How did you reach the conclusion that this is balanced? Put differently, how did you test it out during design?

On 6/30/2018 at 11:03 PM, modtyrant said:

I have been designing the ground work for a video game and these are the damage types & their effects. i been designing the combat system

I'm afraid this isn't an adequate description of what sort of game you are writing and of your design objectives.

Reading between the lines of the damage types it appears to be a fantasy game ("Magic" and "Chaos" types, unnaturally instantaneous "Plague"); it seems to focus on combat between people (with bleeding, armour etc.); and it is likely to be realtime (there are durations in seconds).

This amount of information is, by far, not enough to put your damage types in context and evaluate them. Examples:

  • How are these special damage types used by the monsters, character types etc. that should be balanced against one another? For example, are Plague effects a rarely encountered almost unstoppable ability of very lethal monsters, a common ability everyone cares about being immune to, or something else? More generally, which damage types are supposed to be bad, mediocre, good, very good? Do they have commensurate direct and indirect costs?
  • What is the time scale of combat? For instance, how much fails to be done during the 12 seconds of a Chaos attack, and how likely are the opponents to "chain" another Chaos attack during that time? Or, how likely is a character suffering from Plague to be killed in the 8 seconds before hit points come back?
  • What are the other rules you refer to? For example, the difference between staggering, beng stunned, and knockdown, or the "spell shields".

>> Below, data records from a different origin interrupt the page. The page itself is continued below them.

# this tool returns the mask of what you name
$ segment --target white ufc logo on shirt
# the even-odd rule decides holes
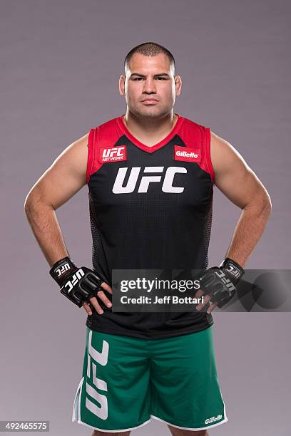
[[[161,184],[163,192],[170,192],[180,194],[183,192],[183,187],[173,186],[175,174],[187,172],[186,168],[183,167],[168,167],[164,172],[165,167],[145,167],[143,173],[161,173],[160,175],[143,175],[138,186],[138,192],[144,193],[148,192],[150,183]],[[141,167],[133,167],[129,175],[126,186],[123,186],[128,167],[119,168],[114,182],[112,192],[113,194],[129,194],[133,192],[136,189],[138,175]],[[165,174],[164,174],[165,172]],[[162,184],[163,177],[163,184]]]

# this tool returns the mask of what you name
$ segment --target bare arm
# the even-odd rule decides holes
[[[88,133],[67,147],[29,191],[27,219],[50,266],[68,256],[55,210],[86,183]]]
[[[68,256],[56,210],[70,199],[86,184],[88,133],[67,147],[42,175],[26,196],[24,209],[36,240],[50,266]],[[111,288],[101,284],[112,294]],[[99,291],[97,296],[108,306],[111,303]],[[103,313],[97,299],[90,298],[90,303],[99,314]],[[83,307],[92,315],[87,301]]]
[[[243,267],[262,236],[271,212],[270,195],[240,153],[213,132],[210,154],[216,186],[242,209],[225,256]]]

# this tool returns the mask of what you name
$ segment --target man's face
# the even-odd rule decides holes
[[[181,79],[173,76],[168,58],[160,53],[145,56],[135,53],[126,76],[119,79],[119,92],[131,112],[138,117],[162,118],[171,113]]]

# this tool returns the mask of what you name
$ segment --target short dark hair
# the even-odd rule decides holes
[[[170,62],[171,66],[173,66],[173,67],[174,75],[175,75],[175,66],[174,56],[170,53],[170,51],[168,50],[168,48],[165,48],[165,47],[163,47],[160,44],[158,44],[157,43],[154,43],[154,42],[146,42],[146,43],[143,43],[142,44],[139,44],[138,46],[136,46],[136,47],[133,47],[133,48],[132,48],[131,51],[128,53],[124,60],[124,70],[125,71],[126,71],[126,67],[128,67],[130,61],[133,55],[135,53],[140,53],[143,54],[144,56],[155,56],[160,53],[165,53],[165,56],[168,56]]]

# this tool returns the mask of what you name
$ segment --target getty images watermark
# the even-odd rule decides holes
[[[204,270],[205,271],[205,270]],[[199,269],[113,269],[113,312],[195,312]],[[221,309],[228,312],[291,311],[291,270],[246,269],[237,292]],[[201,311],[206,311],[209,303]]]

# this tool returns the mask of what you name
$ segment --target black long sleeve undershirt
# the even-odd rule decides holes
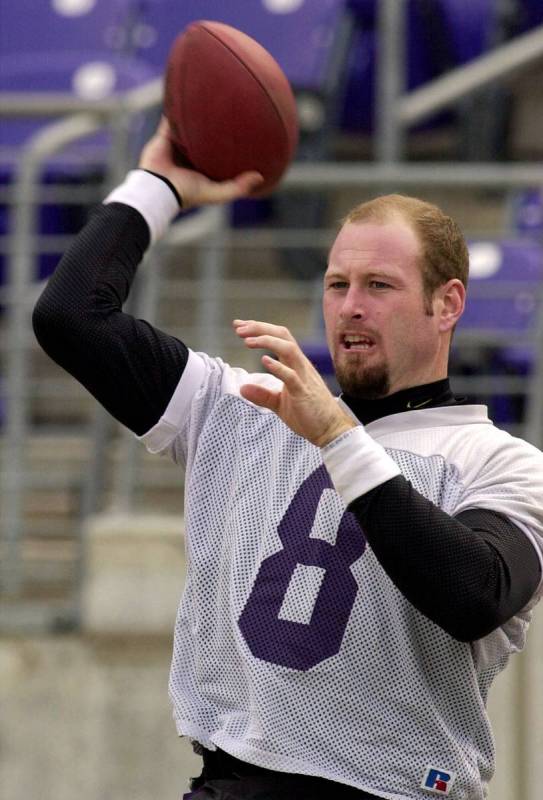
[[[101,207],[64,255],[33,315],[43,349],[139,435],[160,419],[188,358],[182,342],[122,311],[148,245],[137,211],[120,203]],[[417,403],[421,388],[413,390]],[[438,388],[428,407],[451,402],[447,387]],[[394,400],[385,401],[368,410],[373,419],[391,413]],[[405,597],[459,640],[503,624],[539,582],[528,538],[493,511],[450,517],[401,476],[350,510]]]
[[[178,339],[122,312],[148,246],[138,211],[121,203],[99,206],[32,317],[45,352],[139,436],[162,416],[188,359]]]

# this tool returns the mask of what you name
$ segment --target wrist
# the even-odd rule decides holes
[[[336,422],[334,425],[330,426],[328,430],[316,439],[313,444],[317,447],[327,447],[333,441],[338,439],[342,434],[347,433],[352,428],[356,428],[357,423],[351,419],[342,419],[339,422]]]
[[[104,204],[124,203],[144,218],[149,228],[151,243],[156,242],[179,214],[176,195],[161,177],[145,169],[131,170],[124,183],[114,189]]]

In general you should simply test your game: does it have exploitative, boring strategies? Are certain fights easier or harder than they should be? A sufficiently flexible implementation will allow you to modify your damage types (and weapons, spells, characters etc.) easily.

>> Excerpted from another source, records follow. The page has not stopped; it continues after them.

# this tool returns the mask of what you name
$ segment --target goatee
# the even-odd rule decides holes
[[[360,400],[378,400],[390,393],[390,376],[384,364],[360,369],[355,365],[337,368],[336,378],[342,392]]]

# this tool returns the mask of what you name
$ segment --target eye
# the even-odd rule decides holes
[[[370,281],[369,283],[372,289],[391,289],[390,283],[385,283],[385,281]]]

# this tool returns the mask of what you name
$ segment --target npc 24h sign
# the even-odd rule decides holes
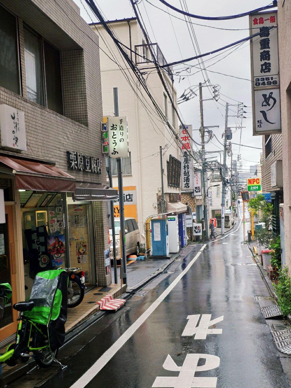
[[[249,178],[247,179],[248,191],[261,191],[261,178]]]

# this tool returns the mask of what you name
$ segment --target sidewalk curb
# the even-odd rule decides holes
[[[179,252],[166,265],[164,266],[162,268],[159,268],[156,272],[154,272],[152,275],[150,275],[149,276],[148,276],[147,277],[146,277],[145,279],[144,279],[143,280],[142,280],[141,281],[139,282],[139,283],[138,283],[132,287],[127,289],[126,292],[129,293],[131,296],[135,294],[136,292],[137,292],[141,288],[144,287],[145,286],[146,286],[150,282],[151,282],[152,280],[153,280],[154,279],[157,277],[158,276],[159,276],[160,275],[162,275],[162,274],[164,274],[166,272],[170,266],[172,265],[179,256],[180,252]]]
[[[249,249],[251,252],[252,255],[253,255],[253,257],[254,258],[256,263],[257,265],[257,266],[259,268],[259,269],[261,271],[261,274],[262,276],[263,276],[263,278],[264,279],[265,282],[266,283],[266,285],[267,286],[268,289],[269,290],[269,292],[270,293],[271,296],[274,298],[274,299],[276,302],[276,303],[278,304],[278,297],[277,296],[276,293],[274,290],[274,287],[273,287],[273,284],[271,281],[270,280],[269,278],[267,275],[265,270],[263,268],[259,260],[258,260],[257,258],[254,255],[253,250],[251,249],[251,246],[250,246],[249,243],[247,243],[247,246],[249,247]],[[285,316],[286,317],[287,320],[289,321],[290,323],[291,323],[291,315],[290,314]]]

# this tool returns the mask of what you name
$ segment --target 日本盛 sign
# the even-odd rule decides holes
[[[248,191],[260,191],[260,178],[247,178]]]

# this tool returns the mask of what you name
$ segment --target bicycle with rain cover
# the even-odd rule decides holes
[[[0,354],[0,363],[13,366],[30,358],[45,368],[56,359],[64,341],[68,276],[60,268],[38,272],[29,299],[13,305],[19,312],[15,343]]]

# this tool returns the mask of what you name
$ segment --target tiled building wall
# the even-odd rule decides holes
[[[282,140],[281,133],[272,135],[272,152],[265,158],[265,138],[268,136],[262,136],[263,158],[261,165],[262,189],[263,192],[268,192],[280,190],[279,187],[272,187],[271,186],[271,166],[276,160],[281,160],[282,158]]]
[[[77,180],[105,183],[100,131],[103,114],[98,36],[71,0],[0,0],[0,5],[18,17],[22,96],[0,87],[0,104],[24,113],[27,151],[20,153],[54,161],[56,167]],[[65,116],[26,98],[23,23],[61,52]],[[102,173],[68,170],[67,150],[99,158]],[[1,147],[0,151],[5,152]],[[100,284],[106,285],[109,280],[105,277],[104,251],[108,246],[107,210],[106,204],[96,207],[99,209],[95,213],[96,223],[102,225],[96,228],[98,275]]]

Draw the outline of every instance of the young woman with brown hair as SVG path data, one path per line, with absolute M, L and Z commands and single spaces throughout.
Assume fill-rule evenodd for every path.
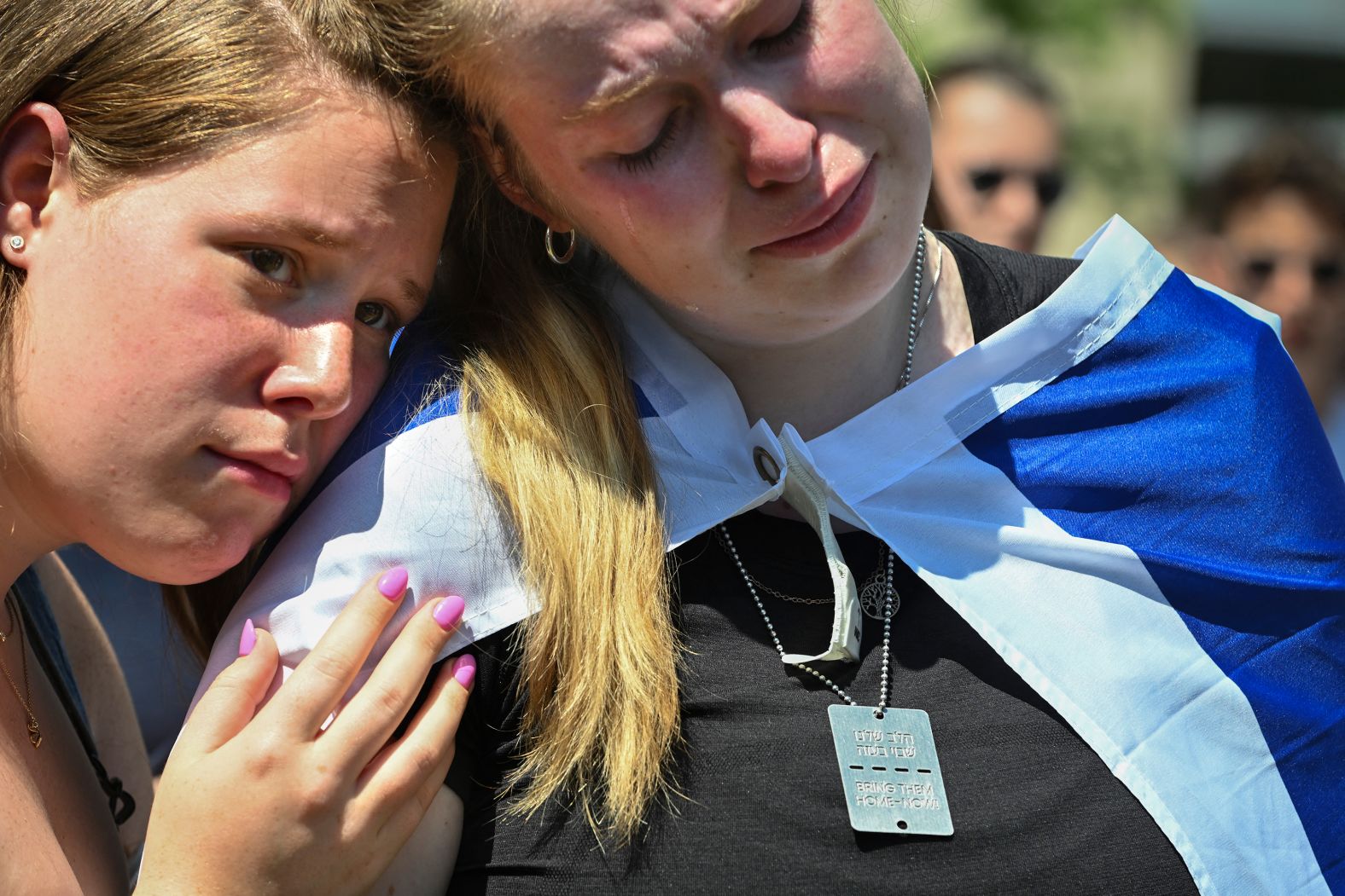
M 128 892 L 139 844 L 117 825 L 153 797 L 100 756 L 26 568 L 71 541 L 168 583 L 239 563 L 425 305 L 456 153 L 378 21 L 343 0 L 0 4 L 5 893 Z M 321 731 L 406 588 L 399 568 L 351 588 L 269 699 L 274 641 L 246 626 L 163 775 L 137 892 L 374 881 L 443 778 L 471 682 L 468 660 L 457 682 L 445 670 L 389 743 L 461 613 L 434 602 Z
M 1295 488 L 1330 458 L 1271 326 L 1123 222 L 1081 261 L 924 232 L 870 0 L 408 34 L 480 150 L 459 360 L 211 669 L 246 615 L 304 656 L 389 559 L 473 595 L 420 892 L 1345 885 L 1345 482 Z

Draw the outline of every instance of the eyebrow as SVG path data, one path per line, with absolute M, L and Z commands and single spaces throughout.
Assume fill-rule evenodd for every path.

Testing will bring to light actual problems instead of imaginary ones, and if you don't know how to solve them you'll be able to ask for help in meaningful ways (e.g suggesting additional effects of Piercing to make it more immediately lethal, not whether we like Piercing damage).

Omae Wa Mou Shindeiru

Oh thanks for replying.

Think like an FPS like Chivalry, so ranged staff might cast a bolt of [insert damage type] at a specified range and that projectile hit some thing and deal base damage and what is specified in my original post.

Melee would work like chivalry.

EDIT = Staffs, melee weapons, throwing things etc. All of those items would have the same template but with slight differences so polearms would be longer and do less damage harder to use up close, just like in chivalry. Crossbow/Staff kind of like the same ranged class but different ammo/mana etc, they literally function the same way, just different animations and damage types.